だって、特進クラスということは、それなりに成績も良いはず。
それなのにどうして……って、そういえば『わざと』って、さっき言っていたような気がする。


「結愛ちゃん、わざとって言ってたのは……」


一体どういう意味なのか聞こうとするけど、


「待って」


ピタッと足を止める結愛ちゃん。わたしも足を止め、目の前を見ると三メートル近くはありそうな大きな扉。
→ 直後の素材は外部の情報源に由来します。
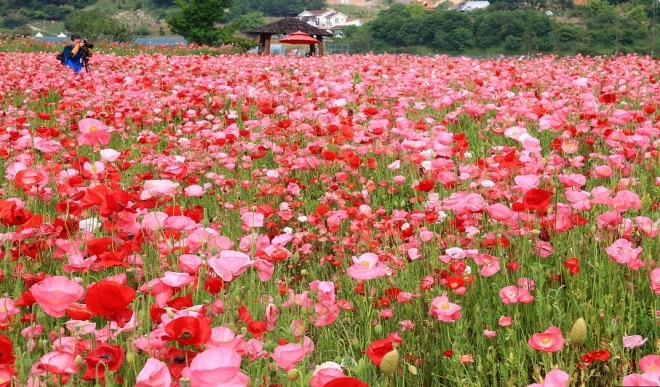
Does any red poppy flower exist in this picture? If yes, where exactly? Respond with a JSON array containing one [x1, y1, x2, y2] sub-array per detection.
[[85, 281, 135, 316], [513, 188, 552, 214], [564, 258, 580, 274], [365, 337, 395, 367], [248, 321, 266, 339], [83, 344, 124, 382], [323, 377, 369, 387], [582, 349, 610, 364], [165, 315, 211, 349], [415, 179, 435, 192], [66, 302, 92, 321], [0, 335, 16, 365], [165, 347, 197, 379], [237, 305, 252, 323]]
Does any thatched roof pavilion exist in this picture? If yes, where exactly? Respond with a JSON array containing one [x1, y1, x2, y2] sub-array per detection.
[[247, 17, 334, 56]]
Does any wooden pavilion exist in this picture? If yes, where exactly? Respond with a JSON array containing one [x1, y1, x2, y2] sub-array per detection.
[[247, 17, 334, 56]]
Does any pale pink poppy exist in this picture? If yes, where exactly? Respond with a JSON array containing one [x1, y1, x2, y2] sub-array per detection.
[[241, 211, 264, 228], [486, 203, 514, 221], [189, 348, 250, 387], [309, 361, 346, 387], [528, 370, 569, 387], [609, 190, 642, 212], [651, 268, 660, 294], [635, 216, 660, 238], [183, 184, 205, 197], [623, 334, 657, 349], [474, 254, 500, 277], [37, 351, 78, 375], [30, 276, 85, 317], [140, 180, 179, 200], [605, 238, 642, 264], [270, 343, 310, 371], [429, 293, 461, 322], [527, 326, 564, 352], [160, 271, 197, 288], [142, 211, 169, 231], [208, 250, 254, 282], [135, 357, 172, 387], [639, 355, 660, 372], [177, 254, 202, 274], [500, 285, 519, 304], [99, 149, 121, 163], [76, 118, 110, 145], [347, 253, 386, 280], [593, 165, 614, 178], [622, 371, 660, 387], [497, 316, 513, 327]]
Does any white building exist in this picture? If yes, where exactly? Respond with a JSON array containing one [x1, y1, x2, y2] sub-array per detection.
[[298, 9, 350, 29]]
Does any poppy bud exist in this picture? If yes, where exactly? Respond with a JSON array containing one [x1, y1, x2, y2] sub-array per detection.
[[568, 317, 587, 345], [380, 348, 399, 375], [286, 368, 300, 382]]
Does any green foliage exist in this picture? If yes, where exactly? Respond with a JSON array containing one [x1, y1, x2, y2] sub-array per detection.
[[2, 14, 29, 28], [165, 0, 233, 46], [227, 0, 327, 20], [237, 11, 266, 32], [64, 10, 136, 42]]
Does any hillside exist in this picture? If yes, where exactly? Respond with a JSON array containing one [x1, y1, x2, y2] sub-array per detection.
[[0, 0, 392, 36]]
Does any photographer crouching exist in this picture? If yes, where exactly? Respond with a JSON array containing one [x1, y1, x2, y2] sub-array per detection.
[[58, 34, 94, 72]]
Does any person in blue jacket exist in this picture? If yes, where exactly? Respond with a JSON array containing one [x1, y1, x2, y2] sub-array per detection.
[[62, 34, 92, 72]]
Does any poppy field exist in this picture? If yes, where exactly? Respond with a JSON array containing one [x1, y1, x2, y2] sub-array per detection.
[[0, 44, 660, 387]]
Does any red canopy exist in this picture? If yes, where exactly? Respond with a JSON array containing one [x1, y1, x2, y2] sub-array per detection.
[[280, 31, 320, 44]]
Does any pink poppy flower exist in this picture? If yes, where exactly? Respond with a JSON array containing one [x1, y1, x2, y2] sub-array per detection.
[[347, 253, 386, 280], [500, 285, 518, 304], [528, 370, 569, 387], [621, 371, 660, 387], [309, 361, 346, 387], [639, 355, 660, 372], [183, 184, 205, 197], [37, 351, 78, 375], [605, 238, 642, 264], [208, 250, 254, 282], [527, 326, 564, 352], [190, 348, 250, 387], [497, 316, 513, 327], [429, 293, 461, 322], [241, 211, 265, 228], [140, 180, 179, 200], [486, 203, 514, 221], [30, 276, 85, 317], [135, 358, 172, 387], [623, 335, 649, 349], [651, 268, 660, 294], [76, 118, 110, 146], [99, 149, 121, 163], [270, 343, 310, 371]]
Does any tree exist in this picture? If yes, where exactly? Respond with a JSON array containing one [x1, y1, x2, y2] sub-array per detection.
[[64, 10, 136, 42], [165, 0, 232, 46], [238, 11, 266, 32]]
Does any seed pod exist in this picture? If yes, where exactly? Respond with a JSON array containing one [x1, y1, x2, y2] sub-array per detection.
[[568, 317, 587, 345], [380, 348, 399, 375]]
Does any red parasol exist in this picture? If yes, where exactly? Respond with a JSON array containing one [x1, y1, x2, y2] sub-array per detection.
[[280, 31, 320, 44]]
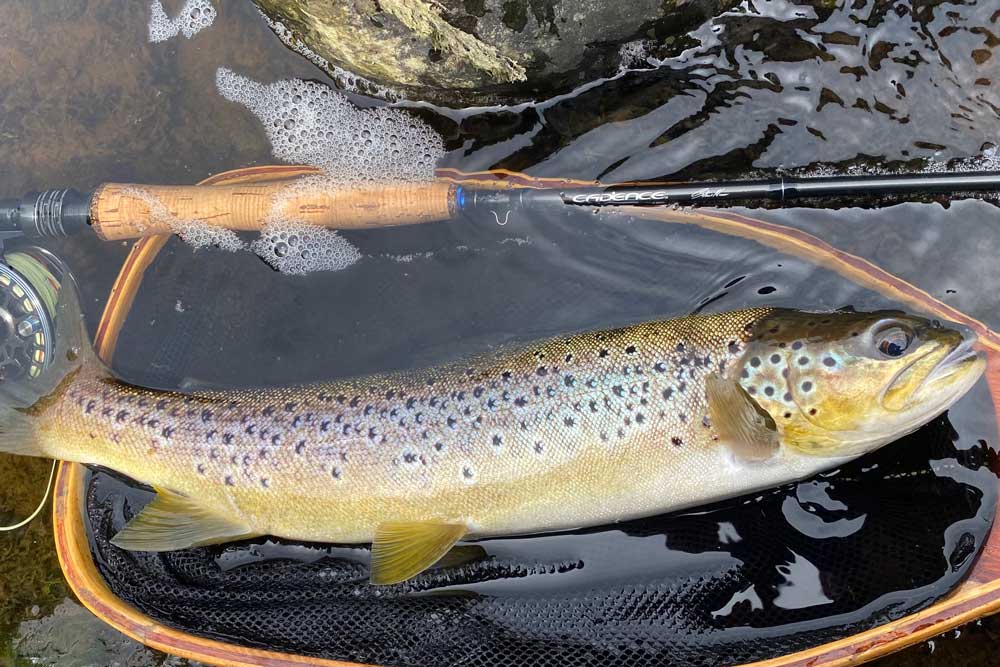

いつの間にか、プリンスプリンセスが住むお屋敷の前まで到着していた。

そして、足を止めて数秒、扉はゆっくりと開いた。


「お待ちしておりました。ようこそいらっしゃいました」


わ……!

扉が開いた先に現れたのは、まるで映画の中で見るお城のような大きなロビー。

黒いワンピースに白いエプロンのメイド服を着た使用人さんが並んで、わたしたちにゆっくりと頭を下げる。

退学崖っぷちで呼ばれてきたのに、こんな出迎え方をされるのは、何だか変な感じ。

思わずオドオドしてしまうわたしとは対照的に、結愛ちゃんはドンと構えていて……なんていうか、慣れていそう。


特進クラスって言っていたし、たぶんそれなりのお嬢様ってことだよね……。

でも、そんな人がどうしてわたしなんかと一緒なのか分からない。しかも『わざと』だなんて、益々意味不明。


「皆さまお待ちですので、どうぞこちらに」


一番中央に立った使用人さんに声をかけられ、「はい」と結愛ちゃんが返事する。

そして、歩き出した二人を追うようにして、一歩遅れたわたしも歩き出す。